No similarity with the original font.

Greetings,
Frank

14/03/2008:
I've found a perfect example of a much better dial font:
Azimuth Bombardier I, II and III
Pictures from the Azimuth website. http://www.azimuthwatch.com/


----------



## smittythepig (Jun 23, 2006)

now all we need is a LUME shot!!!


----------



## Bhanu Chopra (Apr 1, 2006)

Jorg,

Outstanding workmanship and presentation :-!

I have been waiting for so long for this watch that I almost added "FO" to my license plate :rodekaart









Cheers,
Bhanu


----------



## Jörg Schauer (May 2, 2005)

Hello everybody,

first i have to say that i am sorry that i did a little confused post yesterday.
But i was in a big hurry and this was the reason i did not gave more details and also i made a mistake when i put together the first watch.

I forgot the perlaged ancrebridge. 

*Of course the watch will have it like promissed !*

I will change and make a new movement picture tomorrow morning !

Some other questions i can answer now.

- The black "color" in the case engravings keep forever because this is the heated structure from lasering !!

- the font on the dial has change from the automatic watches - now it is more closer to the Original former 55 mm watch 

But this dial i was launching a few weeks ago when i received the first dials.

Now we are a bit more close to the original.

I am happy about this.

More details about orderprocess and launching in the Onlineshop i will add tomorrow morning.

Basicly it will be like this:
Now we start to build the watches this week.
I suppose to produce 20 - 25 watches this week and the following weeks.
So we need maximum 4 weeks for all watches. (of course if we handle the production more effective it could be a bit faster, but i can´t promisse)

But please be advised that we want to regulate the watches as good as possile - so after assembling we need a few days testing and regulating.

The firs watches definetly can be send on Monday 17th.
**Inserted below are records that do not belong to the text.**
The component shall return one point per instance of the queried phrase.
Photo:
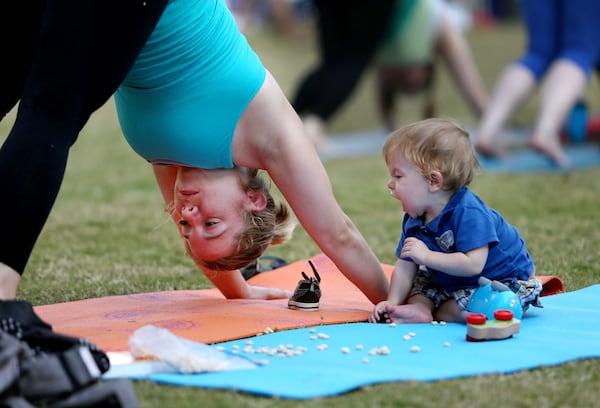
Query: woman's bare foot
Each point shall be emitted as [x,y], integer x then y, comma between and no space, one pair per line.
[408,313]
[551,149]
March after a long enough testing phase.

We will mail all people who have reserved a watch in the next 2 days to tell them more details abot the process of ordering and paying.

Please be patience again if you mail us directly wih questions.
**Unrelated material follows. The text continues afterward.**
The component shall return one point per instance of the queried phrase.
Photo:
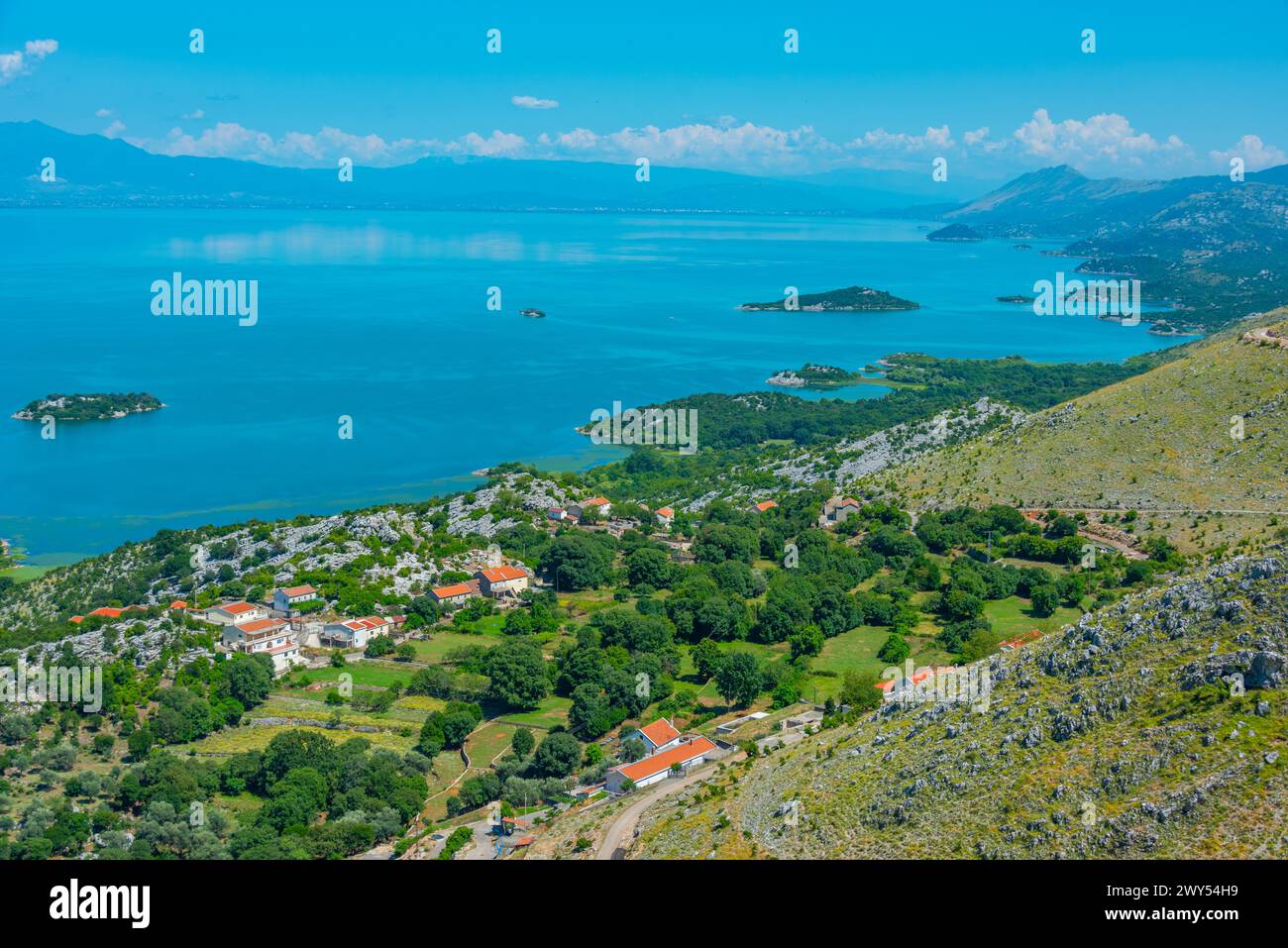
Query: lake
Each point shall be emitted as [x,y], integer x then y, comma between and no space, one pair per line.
[382,317]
We will try to answer ASAP but we prefer that you wait for our official orderprocess and delivery sheet.
I think in this we have answered all open questions and it makes it easier to send this to all instead of answering all personal mails.
(this needs much more time because only Mrs.Hafner and i can answer to this personal mails)

So - i hope that tomorrow i have the watch in the shop with a lot more details about all important matters.

I will launch it here when we have send our e-mail to all preorderes, just in case that you have orered and did not get a e-mail.

Bye for ow

Jörg Schauer


----------



## Hary (Jan 8, 2007)

Thank once again Joerg for the latest update and your effort in making the watches a perfect one. I think everyone agrees that it's worth waiting for :-!


----------



## Andrzej (Feb 11, 2006)

Well done Jorg

And thanks for the most recent update above.

As ever, I am so sorry that I I did not put my name down for one of these!!


----------



## Jörg Schauer (May 2, 2005)

Some more pictures from the production.

This pictures will come in a small book - made only for the limited Edition. 

Best regards

Jörg Schauer


----------



## Nightflight (Oct 10, 2007)

STOWA/Schauer said:


> This pictures will come in a small book - made only for the limited Edition.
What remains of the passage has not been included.